YouTube segment fields

text
string
Spoken text for this segment.
startMs
string
Start time in milliseconds, encoded as a string. Cast to integer for math.
endMs
string
End time in milliseconds, encoded as a string.
startTimeText
string
Pre-formatted human-readable timestamp, e.g. "1:23".

TikTok

{
  "transcript": "First line of dialog\nSecond line of dialog\n...",
  "videoUrls": { "sd": "https://...mp4", "hd": null, "thumbnail": "https://...jpg" },
  "credits": 996
}
transcript
string
required
The transcript as a single string with newlines separating spoken lines. No per-line timing.
videoUrls
object
Optional. Present when the upstream exposes a downloadable video. TikTok rarely provides a separate HD URL, so hd is typically null.

Facebook

{
  "transcript": "First line of dialog\nSecond line of dialog\n...",
  "videoUrls": { "sd": "https://...mp4", "hd": "https://...mp4", "thumbnail": "https://...jpg" },
  "credits": 994
}
transcript
string
required
Joined transcript string, newline-separated.
videoUrls
object
Optional. Facebook usually provides both sd and hd URLs.

Instagram

{
  "success": true,
  "transcripts": [
    {
      "id": "3870781634534573841",
      "shortcode": "DW3x2NpigcR",
      "text": "Full transcript as a single string..."
    }
  ],
  "credits": 995
}
transcripts
array
required
Note the plural name. Each entry has id, shortcode, and text. Reels typically return a single entry containing the full transcript text.
transcripts[].id
string
Instagram’s internal numeric media ID for the post.
transcripts[].shortcode
string
The shortcode from the URL (the same one you submitted in the URL path, e.g. DW3x2NpigcR).
transcripts[].text
string
The full transcript content for this entry, as a single string — no per-line timing.

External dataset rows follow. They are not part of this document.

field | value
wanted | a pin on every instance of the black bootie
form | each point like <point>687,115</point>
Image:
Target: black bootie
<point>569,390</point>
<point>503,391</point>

Building SRT/VTT (YouTube only)

Only the YouTube endpoint emits per-line timing, so SRT/VTT generation is a YouTube-specific operation:
function toSrt(transcript) {
  return transcript.map((s, i) => {
    const start = msToSrtTime(parseInt(s.startMs, 10));
    const end = msToSrtTime(parseInt(s.endMs, 10));
    return `${i + 1}\n${start} --> ${end}\n${s.text}\n`;
  }).join("\n");
}

function msToSrtTime(ms) {
  const hours = Math.floor(ms / 3600000);
  const minutes = Math.floor((ms % 3600000) / 60000);
  const seconds = Math.floor((ms % 60000) / 1000);
  const millis = ms % 1000;
  return `${pad(hours)}:${pad(minutes)}:${pad(seconds)},${pad(millis, 3)}`;
}

function pad(n, len = 2) {
  return String(n).padStart(len, "0");
}

// Usage:
// const srt = toSrt(response.transcript);

Why are timestamps strings?

startMs and endMs on YouTube segments are returned as strings because some upstream platforms emit microsecond-precision values that don’t fit cleanly in a 32-bit integer. Strings preserve the value losslessly across all clients. Parse to integer in your application code.